I hope to educate, inspire and empower you to connect with your body and find food and fitness freedom. Here on the blog I share all of my top tips on movement, nutrition, mindset and motherhood.
Hey, I'm Danielle
Holistic Health Coach helping women reclaim their wellbeing.
Nothing is better than a comforting, warm bowl of pasta on a cold winter evening. I love this recipe because it is both dairy and gluten free. The POW pasta, which is made from red lentils – is also full of protein. The mint and lemon flavors are so tasty with the pasta.
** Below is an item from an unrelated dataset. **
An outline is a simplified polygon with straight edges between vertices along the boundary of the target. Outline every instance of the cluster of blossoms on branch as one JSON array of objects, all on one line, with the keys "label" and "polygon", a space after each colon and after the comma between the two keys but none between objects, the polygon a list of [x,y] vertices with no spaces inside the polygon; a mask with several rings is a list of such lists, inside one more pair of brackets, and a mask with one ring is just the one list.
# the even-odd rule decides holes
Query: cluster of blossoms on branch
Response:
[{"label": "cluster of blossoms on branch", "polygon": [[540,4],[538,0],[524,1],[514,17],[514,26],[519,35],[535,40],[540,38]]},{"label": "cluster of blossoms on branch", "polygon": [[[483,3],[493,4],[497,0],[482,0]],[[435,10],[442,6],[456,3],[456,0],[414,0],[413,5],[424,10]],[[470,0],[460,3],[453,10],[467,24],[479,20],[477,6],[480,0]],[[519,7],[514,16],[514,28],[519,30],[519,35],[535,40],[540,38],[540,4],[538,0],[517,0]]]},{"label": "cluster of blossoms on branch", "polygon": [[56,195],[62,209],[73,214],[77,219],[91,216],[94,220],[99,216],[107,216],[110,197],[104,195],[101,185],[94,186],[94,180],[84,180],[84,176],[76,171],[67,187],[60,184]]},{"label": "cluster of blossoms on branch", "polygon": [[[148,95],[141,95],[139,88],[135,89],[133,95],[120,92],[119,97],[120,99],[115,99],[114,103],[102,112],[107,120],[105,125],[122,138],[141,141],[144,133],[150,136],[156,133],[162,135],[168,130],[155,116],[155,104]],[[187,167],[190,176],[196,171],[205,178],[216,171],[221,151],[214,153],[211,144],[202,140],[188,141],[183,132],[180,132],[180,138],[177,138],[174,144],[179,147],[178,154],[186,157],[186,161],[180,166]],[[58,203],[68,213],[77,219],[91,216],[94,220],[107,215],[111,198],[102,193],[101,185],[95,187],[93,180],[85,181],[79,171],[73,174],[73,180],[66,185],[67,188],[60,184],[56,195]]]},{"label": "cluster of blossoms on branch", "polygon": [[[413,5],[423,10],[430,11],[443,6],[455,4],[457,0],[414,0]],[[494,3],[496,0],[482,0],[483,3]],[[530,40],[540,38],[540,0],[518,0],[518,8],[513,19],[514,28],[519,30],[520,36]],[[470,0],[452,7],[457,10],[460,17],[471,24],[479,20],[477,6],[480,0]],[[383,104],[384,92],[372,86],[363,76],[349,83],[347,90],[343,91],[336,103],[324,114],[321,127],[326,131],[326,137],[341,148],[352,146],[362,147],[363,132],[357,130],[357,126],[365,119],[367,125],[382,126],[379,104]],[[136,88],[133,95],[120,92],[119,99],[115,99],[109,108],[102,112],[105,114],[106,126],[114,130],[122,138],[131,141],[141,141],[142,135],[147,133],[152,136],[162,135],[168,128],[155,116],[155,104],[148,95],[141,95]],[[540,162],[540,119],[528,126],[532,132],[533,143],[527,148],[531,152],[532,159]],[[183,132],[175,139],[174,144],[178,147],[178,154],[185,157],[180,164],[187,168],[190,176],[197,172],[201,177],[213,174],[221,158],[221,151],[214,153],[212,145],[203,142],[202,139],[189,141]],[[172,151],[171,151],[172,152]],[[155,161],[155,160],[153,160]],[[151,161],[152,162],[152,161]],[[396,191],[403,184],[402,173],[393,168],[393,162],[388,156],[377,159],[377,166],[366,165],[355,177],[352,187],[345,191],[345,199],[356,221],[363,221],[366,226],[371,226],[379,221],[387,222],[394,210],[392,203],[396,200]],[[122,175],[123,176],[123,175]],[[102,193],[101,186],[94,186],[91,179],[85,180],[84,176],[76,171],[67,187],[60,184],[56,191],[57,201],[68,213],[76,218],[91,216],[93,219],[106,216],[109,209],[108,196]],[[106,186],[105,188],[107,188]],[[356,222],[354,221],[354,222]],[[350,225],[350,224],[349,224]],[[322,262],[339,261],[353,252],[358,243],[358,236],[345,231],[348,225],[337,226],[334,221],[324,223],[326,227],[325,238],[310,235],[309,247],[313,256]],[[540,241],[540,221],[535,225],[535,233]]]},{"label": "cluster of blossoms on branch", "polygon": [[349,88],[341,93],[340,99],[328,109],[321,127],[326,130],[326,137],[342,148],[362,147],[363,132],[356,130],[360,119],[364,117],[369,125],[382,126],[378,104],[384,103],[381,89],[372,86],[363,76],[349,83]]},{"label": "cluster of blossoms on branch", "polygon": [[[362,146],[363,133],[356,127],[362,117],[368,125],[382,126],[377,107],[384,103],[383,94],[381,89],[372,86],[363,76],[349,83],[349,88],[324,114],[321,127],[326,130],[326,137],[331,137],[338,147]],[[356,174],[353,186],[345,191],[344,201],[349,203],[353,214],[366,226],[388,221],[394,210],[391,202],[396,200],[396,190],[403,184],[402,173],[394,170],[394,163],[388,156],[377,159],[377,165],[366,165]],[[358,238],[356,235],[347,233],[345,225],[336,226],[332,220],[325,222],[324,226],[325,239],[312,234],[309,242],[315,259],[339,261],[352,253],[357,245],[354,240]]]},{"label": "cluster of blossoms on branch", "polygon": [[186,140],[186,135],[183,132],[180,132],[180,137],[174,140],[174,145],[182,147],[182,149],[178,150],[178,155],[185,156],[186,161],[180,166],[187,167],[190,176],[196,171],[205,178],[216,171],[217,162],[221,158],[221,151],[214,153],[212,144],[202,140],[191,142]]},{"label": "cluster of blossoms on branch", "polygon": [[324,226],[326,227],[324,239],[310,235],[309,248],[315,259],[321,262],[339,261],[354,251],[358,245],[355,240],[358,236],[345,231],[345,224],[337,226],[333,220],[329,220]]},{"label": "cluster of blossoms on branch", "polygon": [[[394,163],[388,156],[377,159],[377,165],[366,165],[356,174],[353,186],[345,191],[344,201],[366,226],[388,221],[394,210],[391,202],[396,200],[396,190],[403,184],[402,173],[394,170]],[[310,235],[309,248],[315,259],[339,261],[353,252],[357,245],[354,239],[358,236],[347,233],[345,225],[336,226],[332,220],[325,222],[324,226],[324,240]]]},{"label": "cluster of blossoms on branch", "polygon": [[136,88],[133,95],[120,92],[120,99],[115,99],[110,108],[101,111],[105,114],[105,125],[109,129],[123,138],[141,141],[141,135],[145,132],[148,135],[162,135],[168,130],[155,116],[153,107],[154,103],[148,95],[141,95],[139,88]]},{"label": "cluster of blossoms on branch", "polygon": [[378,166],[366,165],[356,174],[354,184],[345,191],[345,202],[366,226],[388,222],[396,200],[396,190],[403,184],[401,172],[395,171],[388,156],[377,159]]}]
I am all about efficiency in the kitchen, and love that I can make this in under twenty minutes AND have leftovers!
Fresh Mint & Pea Pasta
// Ingredients – serves six
16 ounces (1 box) of pasta (I used POW, made from red lentils)
2 tablespoons olive oil
1 shallot, minced
2 cloves garlic, minced
1 1/2 cup frozen peas
1/4 cup fresh mint, chopped
3 tablespoons nutritional yeast
2 tablespoons hemp seeds
1 tablespoon sunflower seeds
1/2 tablespoon lemon zest
Juice of 1 lemon
black pepper & sea salt to taste
// Preparation
Cook pasta according to the box instructions.
In a large skillet, saute shallots & garlic in olive oil, over medium heat for about 5 minutes.
Add the peas, and cook until warmed through.
Once pasta is cooked & strained, add to skillet.
Stir in remaining ingredients & toss until evenly coated.